Jason Rainey, deputy executive director of KY Innovation, said the proposal embraced the concept of maximizing regional strengths.
“West Kentucky is an integral part of the state’s innovation efforts and this program will elevate that role,” Rainey said. “This RISE hub will drive even greater innovation in information technology and industry. It positions the region to take a significant step forward in the number of quality startup businesses that scale up, produce jobs and positively impact the economy.”
Support organizations for west Kentucky’s RISE hub are located in Paducah, Hopkinsville, Madisonville, Henderson and Murray. In addition to Murray State CTSM and Small Business Development Center and TCWK, the Purchase and Pennyrile Area Development Districts will also act as lead partners. The TCWK, which receives administrative support from Murray State, is a non-profit whose membership includes entrepreneurship service providers, public K-12 schools and community colleges, leading private companies in technology, healthcare, engineering and financial services and utilities.
Michael Ramage, Murray State CTSM director, said the west Kentucky RISE strategy addresses challenges of a rapidly changing economy.

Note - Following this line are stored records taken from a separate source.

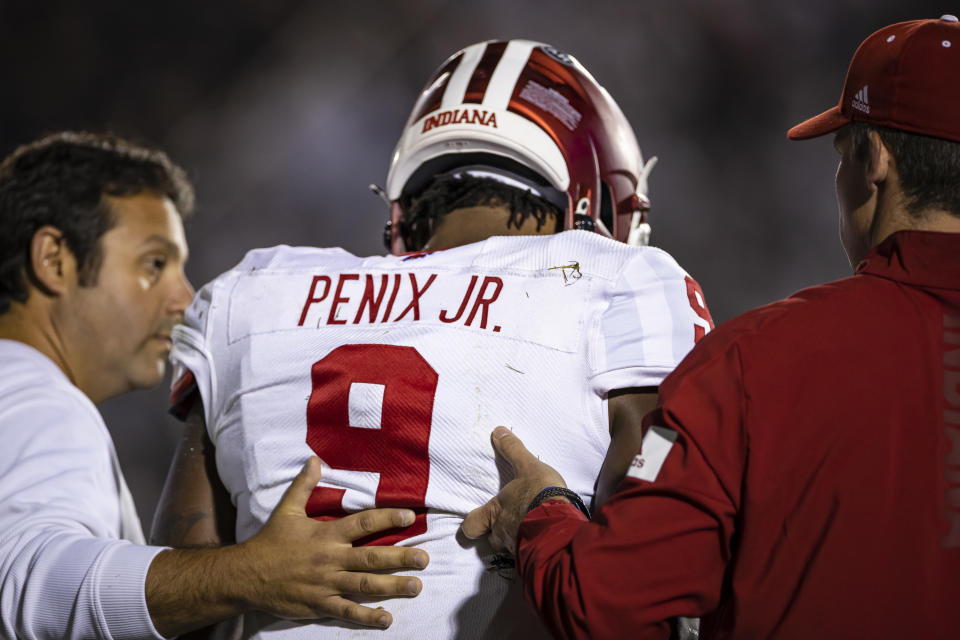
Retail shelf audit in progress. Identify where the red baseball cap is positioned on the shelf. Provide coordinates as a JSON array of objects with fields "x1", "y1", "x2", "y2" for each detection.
[{"x1": 788, "y1": 15, "x2": 960, "y2": 142}]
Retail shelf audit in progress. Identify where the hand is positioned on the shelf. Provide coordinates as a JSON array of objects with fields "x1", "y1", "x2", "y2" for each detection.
[
  {"x1": 461, "y1": 427, "x2": 567, "y2": 554},
  {"x1": 237, "y1": 457, "x2": 430, "y2": 628}
]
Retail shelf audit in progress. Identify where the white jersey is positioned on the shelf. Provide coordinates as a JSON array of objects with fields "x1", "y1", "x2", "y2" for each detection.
[{"x1": 170, "y1": 231, "x2": 710, "y2": 639}]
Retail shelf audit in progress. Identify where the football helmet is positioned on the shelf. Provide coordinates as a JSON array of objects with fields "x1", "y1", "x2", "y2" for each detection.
[{"x1": 382, "y1": 39, "x2": 656, "y2": 253}]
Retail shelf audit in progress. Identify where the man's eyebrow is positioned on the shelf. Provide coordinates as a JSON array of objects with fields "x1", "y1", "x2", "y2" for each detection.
[{"x1": 140, "y1": 234, "x2": 188, "y2": 261}]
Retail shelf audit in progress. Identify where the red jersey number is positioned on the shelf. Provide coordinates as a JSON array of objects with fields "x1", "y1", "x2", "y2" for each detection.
[
  {"x1": 305, "y1": 344, "x2": 438, "y2": 545},
  {"x1": 685, "y1": 276, "x2": 714, "y2": 343}
]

“West Kentucky has a broad array of resources for startups, but we recognize this is a pivotal opportunity to enhance and share those strengths in order to build our regional ecosystem,” Ramage said. “Clustering resources around the information technology sector allows us to connect startups to expert services, capital and tools they require to succeed. We will now be able to fully support and attract many more entrepreneurs who are prepared to solve the problems of the 21st century from the idea stage to growth and sustainability.”

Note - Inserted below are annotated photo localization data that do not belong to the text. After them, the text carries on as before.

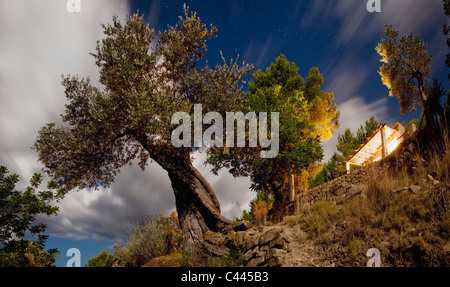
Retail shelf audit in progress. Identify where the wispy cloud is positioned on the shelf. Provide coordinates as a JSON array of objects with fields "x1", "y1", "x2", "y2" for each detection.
[
  {"x1": 0, "y1": 0, "x2": 130, "y2": 241},
  {"x1": 315, "y1": 0, "x2": 446, "y2": 160},
  {"x1": 243, "y1": 35, "x2": 274, "y2": 70},
  {"x1": 145, "y1": 0, "x2": 161, "y2": 28},
  {"x1": 321, "y1": 59, "x2": 388, "y2": 161},
  {"x1": 299, "y1": 0, "x2": 446, "y2": 47},
  {"x1": 333, "y1": 0, "x2": 446, "y2": 46},
  {"x1": 324, "y1": 61, "x2": 370, "y2": 102},
  {"x1": 321, "y1": 96, "x2": 390, "y2": 162}
]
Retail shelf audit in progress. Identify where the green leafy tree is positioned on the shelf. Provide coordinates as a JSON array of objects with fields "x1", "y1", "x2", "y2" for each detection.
[
  {"x1": 0, "y1": 165, "x2": 61, "y2": 267},
  {"x1": 207, "y1": 55, "x2": 336, "y2": 220},
  {"x1": 304, "y1": 67, "x2": 340, "y2": 141},
  {"x1": 356, "y1": 116, "x2": 379, "y2": 144},
  {"x1": 238, "y1": 192, "x2": 273, "y2": 225},
  {"x1": 296, "y1": 67, "x2": 340, "y2": 193},
  {"x1": 376, "y1": 24, "x2": 443, "y2": 130},
  {"x1": 32, "y1": 7, "x2": 251, "y2": 261},
  {"x1": 336, "y1": 129, "x2": 359, "y2": 159}
]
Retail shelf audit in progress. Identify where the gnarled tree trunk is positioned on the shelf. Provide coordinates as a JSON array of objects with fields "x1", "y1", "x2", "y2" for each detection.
[{"x1": 150, "y1": 150, "x2": 231, "y2": 262}]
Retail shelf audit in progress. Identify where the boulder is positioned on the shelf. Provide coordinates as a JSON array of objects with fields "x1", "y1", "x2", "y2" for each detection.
[
  {"x1": 226, "y1": 220, "x2": 252, "y2": 232},
  {"x1": 244, "y1": 228, "x2": 259, "y2": 247},
  {"x1": 247, "y1": 256, "x2": 266, "y2": 267},
  {"x1": 244, "y1": 246, "x2": 259, "y2": 262},
  {"x1": 235, "y1": 231, "x2": 246, "y2": 247},
  {"x1": 203, "y1": 231, "x2": 226, "y2": 245},
  {"x1": 267, "y1": 247, "x2": 286, "y2": 259},
  {"x1": 269, "y1": 236, "x2": 287, "y2": 249},
  {"x1": 259, "y1": 228, "x2": 280, "y2": 245},
  {"x1": 267, "y1": 256, "x2": 282, "y2": 267}
]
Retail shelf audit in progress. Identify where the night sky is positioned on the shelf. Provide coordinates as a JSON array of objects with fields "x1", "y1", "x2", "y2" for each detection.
[{"x1": 0, "y1": 0, "x2": 447, "y2": 266}]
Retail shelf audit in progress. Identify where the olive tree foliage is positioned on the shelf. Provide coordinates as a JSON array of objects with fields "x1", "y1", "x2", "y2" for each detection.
[
  {"x1": 376, "y1": 24, "x2": 444, "y2": 130},
  {"x1": 33, "y1": 7, "x2": 252, "y2": 260}
]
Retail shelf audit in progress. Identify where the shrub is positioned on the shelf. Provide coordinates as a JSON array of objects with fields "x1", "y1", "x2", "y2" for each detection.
[
  {"x1": 0, "y1": 239, "x2": 58, "y2": 267},
  {"x1": 300, "y1": 201, "x2": 341, "y2": 243},
  {"x1": 126, "y1": 211, "x2": 182, "y2": 267},
  {"x1": 127, "y1": 217, "x2": 171, "y2": 266},
  {"x1": 0, "y1": 165, "x2": 61, "y2": 267},
  {"x1": 86, "y1": 249, "x2": 116, "y2": 267},
  {"x1": 346, "y1": 239, "x2": 367, "y2": 263},
  {"x1": 237, "y1": 192, "x2": 273, "y2": 225}
]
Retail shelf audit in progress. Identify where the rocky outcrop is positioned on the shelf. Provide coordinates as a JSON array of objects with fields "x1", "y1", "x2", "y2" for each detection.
[{"x1": 203, "y1": 221, "x2": 292, "y2": 267}]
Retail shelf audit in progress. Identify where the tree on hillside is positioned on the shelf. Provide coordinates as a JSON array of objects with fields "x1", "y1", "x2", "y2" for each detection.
[
  {"x1": 239, "y1": 192, "x2": 273, "y2": 225},
  {"x1": 304, "y1": 67, "x2": 340, "y2": 141},
  {"x1": 376, "y1": 24, "x2": 443, "y2": 130},
  {"x1": 335, "y1": 116, "x2": 379, "y2": 159},
  {"x1": 336, "y1": 129, "x2": 359, "y2": 159},
  {"x1": 0, "y1": 165, "x2": 60, "y2": 267},
  {"x1": 207, "y1": 55, "x2": 339, "y2": 220},
  {"x1": 242, "y1": 84, "x2": 323, "y2": 220},
  {"x1": 33, "y1": 7, "x2": 252, "y2": 261},
  {"x1": 296, "y1": 67, "x2": 340, "y2": 193}
]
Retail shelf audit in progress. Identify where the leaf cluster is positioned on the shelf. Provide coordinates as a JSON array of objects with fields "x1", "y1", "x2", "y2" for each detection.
[{"x1": 0, "y1": 165, "x2": 61, "y2": 266}]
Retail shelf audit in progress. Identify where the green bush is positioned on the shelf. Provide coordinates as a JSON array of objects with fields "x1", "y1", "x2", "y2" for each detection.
[
  {"x1": 0, "y1": 165, "x2": 61, "y2": 267},
  {"x1": 86, "y1": 249, "x2": 116, "y2": 267},
  {"x1": 0, "y1": 239, "x2": 58, "y2": 267}
]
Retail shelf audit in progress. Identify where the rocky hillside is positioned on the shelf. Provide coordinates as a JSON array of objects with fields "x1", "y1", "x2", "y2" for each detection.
[
  {"x1": 143, "y1": 135, "x2": 450, "y2": 267},
  {"x1": 203, "y1": 137, "x2": 449, "y2": 267}
]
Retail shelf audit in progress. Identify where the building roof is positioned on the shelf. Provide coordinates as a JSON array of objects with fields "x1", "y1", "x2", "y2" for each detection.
[{"x1": 346, "y1": 123, "x2": 403, "y2": 167}]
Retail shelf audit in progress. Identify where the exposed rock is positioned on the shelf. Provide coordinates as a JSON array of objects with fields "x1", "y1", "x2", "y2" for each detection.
[
  {"x1": 267, "y1": 247, "x2": 286, "y2": 258},
  {"x1": 203, "y1": 231, "x2": 226, "y2": 245},
  {"x1": 203, "y1": 220, "x2": 295, "y2": 267},
  {"x1": 259, "y1": 228, "x2": 281, "y2": 245},
  {"x1": 247, "y1": 256, "x2": 266, "y2": 267},
  {"x1": 267, "y1": 256, "x2": 282, "y2": 267},
  {"x1": 409, "y1": 185, "x2": 421, "y2": 194},
  {"x1": 235, "y1": 231, "x2": 246, "y2": 247},
  {"x1": 269, "y1": 236, "x2": 287, "y2": 249},
  {"x1": 224, "y1": 230, "x2": 235, "y2": 246},
  {"x1": 244, "y1": 246, "x2": 259, "y2": 262},
  {"x1": 226, "y1": 220, "x2": 252, "y2": 232},
  {"x1": 244, "y1": 228, "x2": 259, "y2": 247}
]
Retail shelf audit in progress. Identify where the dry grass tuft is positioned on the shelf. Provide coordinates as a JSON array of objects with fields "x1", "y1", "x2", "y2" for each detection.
[{"x1": 286, "y1": 139, "x2": 450, "y2": 266}]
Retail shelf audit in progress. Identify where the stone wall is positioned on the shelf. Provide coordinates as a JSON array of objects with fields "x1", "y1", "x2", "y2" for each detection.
[{"x1": 203, "y1": 221, "x2": 292, "y2": 267}]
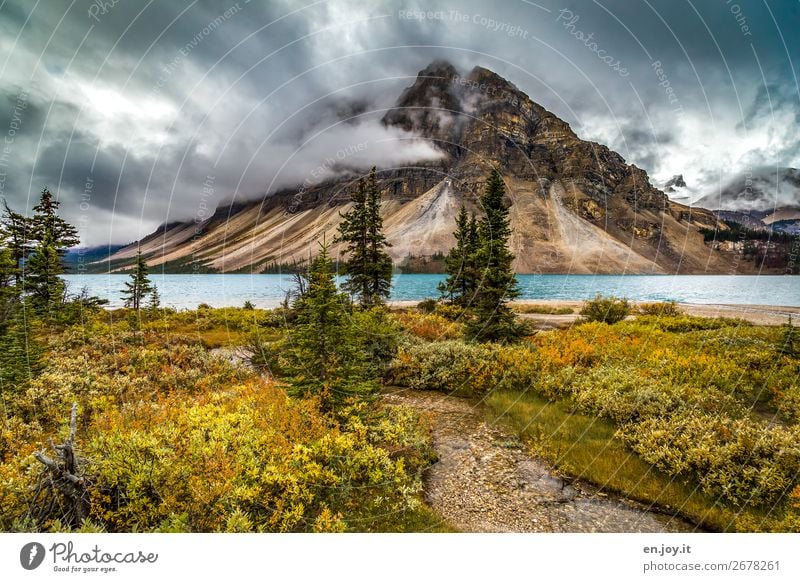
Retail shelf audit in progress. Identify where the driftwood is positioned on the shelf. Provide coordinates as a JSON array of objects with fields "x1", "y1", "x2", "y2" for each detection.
[{"x1": 29, "y1": 403, "x2": 89, "y2": 528}]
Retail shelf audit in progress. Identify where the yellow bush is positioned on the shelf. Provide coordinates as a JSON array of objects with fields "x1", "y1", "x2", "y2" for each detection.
[{"x1": 393, "y1": 312, "x2": 462, "y2": 341}]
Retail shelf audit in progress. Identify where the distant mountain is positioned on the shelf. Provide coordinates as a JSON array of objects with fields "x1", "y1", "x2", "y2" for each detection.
[
  {"x1": 105, "y1": 61, "x2": 775, "y2": 274},
  {"x1": 662, "y1": 174, "x2": 687, "y2": 192},
  {"x1": 695, "y1": 167, "x2": 800, "y2": 212},
  {"x1": 64, "y1": 244, "x2": 126, "y2": 272}
]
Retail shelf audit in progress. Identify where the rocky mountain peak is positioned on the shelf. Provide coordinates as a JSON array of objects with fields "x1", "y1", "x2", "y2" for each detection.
[
  {"x1": 115, "y1": 61, "x2": 745, "y2": 276},
  {"x1": 663, "y1": 174, "x2": 687, "y2": 192}
]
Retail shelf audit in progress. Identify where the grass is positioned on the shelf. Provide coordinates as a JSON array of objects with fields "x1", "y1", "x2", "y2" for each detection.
[
  {"x1": 363, "y1": 505, "x2": 456, "y2": 533},
  {"x1": 513, "y1": 304, "x2": 574, "y2": 315},
  {"x1": 484, "y1": 389, "x2": 782, "y2": 532}
]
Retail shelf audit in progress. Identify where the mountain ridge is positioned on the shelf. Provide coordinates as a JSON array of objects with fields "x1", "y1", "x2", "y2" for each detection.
[{"x1": 105, "y1": 61, "x2": 781, "y2": 275}]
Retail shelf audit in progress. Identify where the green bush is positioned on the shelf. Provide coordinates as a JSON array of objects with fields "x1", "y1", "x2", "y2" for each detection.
[
  {"x1": 636, "y1": 301, "x2": 682, "y2": 316},
  {"x1": 416, "y1": 298, "x2": 438, "y2": 313},
  {"x1": 618, "y1": 412, "x2": 800, "y2": 507},
  {"x1": 579, "y1": 295, "x2": 630, "y2": 324},
  {"x1": 390, "y1": 339, "x2": 497, "y2": 396},
  {"x1": 642, "y1": 315, "x2": 750, "y2": 332},
  {"x1": 514, "y1": 304, "x2": 574, "y2": 315}
]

The west Kentucky RISE model aims to move startup companies through tech commercialization while providing extra resources for local initiatives, regional collaboration and the talent necessary to transition companies to the next stage. Consortium leaders identified the following objectives: developing entrepreneurship culture, regional coordination of local entrepreneurship efforts, fostering growth and development of technology and innovation, and provision of enhanced entrepreneurial services such as startup counseling.
Partners will provide businesses and entrepreneurs a full range of services including business planning, investor-financing readiness evaluations, software development vetting, and advising on the incorporation process, tax and permitting obligations, IP protections and partnership agreements.
Communities involved will perform:
- The First 100: Research-backed effort to identify “first 100” entrepreneurs in five communities within six months.
- Asset mapping: Within the first 90 days, each community will conduct a work session to identify its local technology and entrepreneurial assets in infrastructure, non-governmental institutions related to entrepreneurship, professional support, finance, tools/space and talent.
- Talent Development: All five communities will create a talent development program for implementation during the 2018-2019 school year.
KY Innovation will announce more RISE awardees in the coming weeks. Mefford said the office plans to invest more than $4.9 million in regional efforts, more than doubling funding to the offices of the former Kentucky Innovation Network.